Value string json:"Value" bson:"Value"
}
var db *mongo.Client
var CRUDdb *mongo.Collection
var mongoCTX context.Context
func main() {
msgs, err := channel.Consume(
q.Name, //queue
"", //consumer
true, //auto-ack
false, //exclusive
false, //no-local
false, //no-wait
nil, //args
)
/////code block from above
//connecting to MongoDB
fmt.Println("connecting to MongoDB......")
mongoCTX = context.Background()
db, err = mongo.Connect(mongoCTX, options.Client().ApplyURI("DB-URI-GOESS-HERE"))
if err != nil {
fmt.Println("Failed with applying URI", err)
log.Fatal(err)
}
err = db.Ping(mongoCTX, nil)
if err != nil {
fmt.Println("Failed to connect to db", err)
log.Fatal(err)
} else {
fmt.Println("Connected to mongo")
}
CRUDdb = db.Database("DB-NAME-GOES-HERE").Collection("COLLECTION-NAME-GOES-HERE")
// starting a go func to handle the range of messages efficiently
go func() {
for d := range msgs {
msgCount++
var messagestruct Message
fmt.Printf("\nMessage Count: %d, Message Body: %s\n", msgCount, d.Body)
//here we're essentially "mapping" (unmarshaling) the content of the message to the struct we declared above
err := json.Unmarshal(d.Body, &messagestruct)
if err != nil {
fmt.Println("Error unmarshaling message body to message struct", err)
}
result, err := CRUDdb.InsertOne(ctx, messagestruct)
if err != nil {
fmt.Println("Error Inserting Document ----> ", err)
}
fmt.Println("Here is the create result ", result)
}
}()
}
In this second block of code, we’re connecting to the Mongo database instance and giving it a ping just to make sure we connected successfully. Then, we enter into a go routine to handle the messages using threads in case there’s a large amount of data in the queue (see multi-threading if you need more info around the concept). In this go routine, we unmarshal the body of the message into our struct so that it can be represented in both JSON and BSON (need this data representation in order to insert into the database).
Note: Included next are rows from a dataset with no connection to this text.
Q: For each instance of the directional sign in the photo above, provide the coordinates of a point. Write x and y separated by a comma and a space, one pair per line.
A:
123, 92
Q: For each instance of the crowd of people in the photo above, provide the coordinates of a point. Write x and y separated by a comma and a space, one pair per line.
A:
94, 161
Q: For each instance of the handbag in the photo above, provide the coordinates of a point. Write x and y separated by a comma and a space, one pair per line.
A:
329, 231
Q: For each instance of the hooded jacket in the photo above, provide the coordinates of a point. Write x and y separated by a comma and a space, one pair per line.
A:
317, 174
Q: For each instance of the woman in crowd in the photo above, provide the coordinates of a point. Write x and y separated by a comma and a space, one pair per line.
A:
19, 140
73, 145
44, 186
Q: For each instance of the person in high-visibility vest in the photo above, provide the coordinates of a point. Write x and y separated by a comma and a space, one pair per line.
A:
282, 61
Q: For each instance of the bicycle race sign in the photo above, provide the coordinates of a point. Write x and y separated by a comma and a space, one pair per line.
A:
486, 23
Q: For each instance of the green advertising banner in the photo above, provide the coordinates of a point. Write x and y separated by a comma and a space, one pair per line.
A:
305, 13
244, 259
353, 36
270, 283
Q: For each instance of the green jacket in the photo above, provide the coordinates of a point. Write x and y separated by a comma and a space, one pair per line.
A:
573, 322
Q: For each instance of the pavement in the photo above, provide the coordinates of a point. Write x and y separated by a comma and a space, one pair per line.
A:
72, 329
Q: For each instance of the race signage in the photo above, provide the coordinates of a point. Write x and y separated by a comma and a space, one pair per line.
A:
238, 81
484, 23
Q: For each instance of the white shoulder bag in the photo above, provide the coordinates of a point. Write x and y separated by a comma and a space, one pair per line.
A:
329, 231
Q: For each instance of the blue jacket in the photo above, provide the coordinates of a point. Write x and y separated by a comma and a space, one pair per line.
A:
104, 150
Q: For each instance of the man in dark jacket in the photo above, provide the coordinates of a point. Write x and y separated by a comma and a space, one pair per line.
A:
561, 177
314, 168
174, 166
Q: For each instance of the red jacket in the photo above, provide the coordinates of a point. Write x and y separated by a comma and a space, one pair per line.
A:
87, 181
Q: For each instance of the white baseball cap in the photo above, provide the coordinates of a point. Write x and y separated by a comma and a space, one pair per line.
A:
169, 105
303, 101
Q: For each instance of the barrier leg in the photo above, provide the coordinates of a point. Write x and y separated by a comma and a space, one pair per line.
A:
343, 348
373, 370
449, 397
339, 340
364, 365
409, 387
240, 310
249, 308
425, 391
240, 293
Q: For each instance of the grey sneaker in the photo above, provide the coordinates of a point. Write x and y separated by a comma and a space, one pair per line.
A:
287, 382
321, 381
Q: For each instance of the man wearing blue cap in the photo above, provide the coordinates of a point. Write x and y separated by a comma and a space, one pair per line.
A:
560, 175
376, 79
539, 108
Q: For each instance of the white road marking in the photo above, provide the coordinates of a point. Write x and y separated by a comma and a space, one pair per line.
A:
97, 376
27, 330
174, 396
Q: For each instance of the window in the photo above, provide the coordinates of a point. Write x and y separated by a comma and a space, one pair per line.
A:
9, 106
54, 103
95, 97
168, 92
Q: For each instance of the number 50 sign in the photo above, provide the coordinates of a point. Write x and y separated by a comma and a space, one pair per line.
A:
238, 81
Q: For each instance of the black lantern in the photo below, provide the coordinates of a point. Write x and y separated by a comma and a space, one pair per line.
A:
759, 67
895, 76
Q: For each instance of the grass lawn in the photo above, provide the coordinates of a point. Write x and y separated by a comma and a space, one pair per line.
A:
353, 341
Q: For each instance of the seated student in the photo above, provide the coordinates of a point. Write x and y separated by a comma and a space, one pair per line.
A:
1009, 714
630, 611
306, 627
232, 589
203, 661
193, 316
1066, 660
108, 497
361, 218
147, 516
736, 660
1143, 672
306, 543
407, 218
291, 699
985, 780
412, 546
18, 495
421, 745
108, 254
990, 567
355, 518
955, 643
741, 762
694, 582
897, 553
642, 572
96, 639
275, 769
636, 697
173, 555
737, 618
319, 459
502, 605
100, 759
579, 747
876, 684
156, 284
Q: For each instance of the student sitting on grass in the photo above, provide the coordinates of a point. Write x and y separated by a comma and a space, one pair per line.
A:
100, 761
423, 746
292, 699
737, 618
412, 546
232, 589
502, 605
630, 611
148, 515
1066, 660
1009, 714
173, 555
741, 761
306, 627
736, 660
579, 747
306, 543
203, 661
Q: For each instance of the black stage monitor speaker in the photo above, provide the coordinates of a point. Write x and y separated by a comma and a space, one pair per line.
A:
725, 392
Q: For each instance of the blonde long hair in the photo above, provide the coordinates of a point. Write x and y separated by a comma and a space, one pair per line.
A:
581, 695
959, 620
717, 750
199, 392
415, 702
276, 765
For context, MongoDB is a document based database (see NoSQL) that manages data not in tables or rows, but in essentially JSON-based format (i.e. BSON). Data is represented as key/value pairs, and is inherently more flexible than traditional SQL databases due to its lack of an enforced schema. It is important to note that in production, we utilized the upsert capability of MongoDB, which inserts data only if the database doesn’t find that the document already exists in the records. We used upsert because our production system is moving changed data, so we want to make sure that we only update the documents that have changed.
Conclusion
Working on this particular project was exciting due to the many different services and software we implemented. From working on serverless functions to document based databases, this pipeline had a bit of everything (and it also optimized for cost & performance, which is the goal at the end of the day). I’ve included a visual of the entire system from beginning to end and its components, which I also included in the original post of this series, way back when. If you read this whole thing, I appreciate it and I hope you got something useful out of it. If neither of those things are true, then that’s okay too.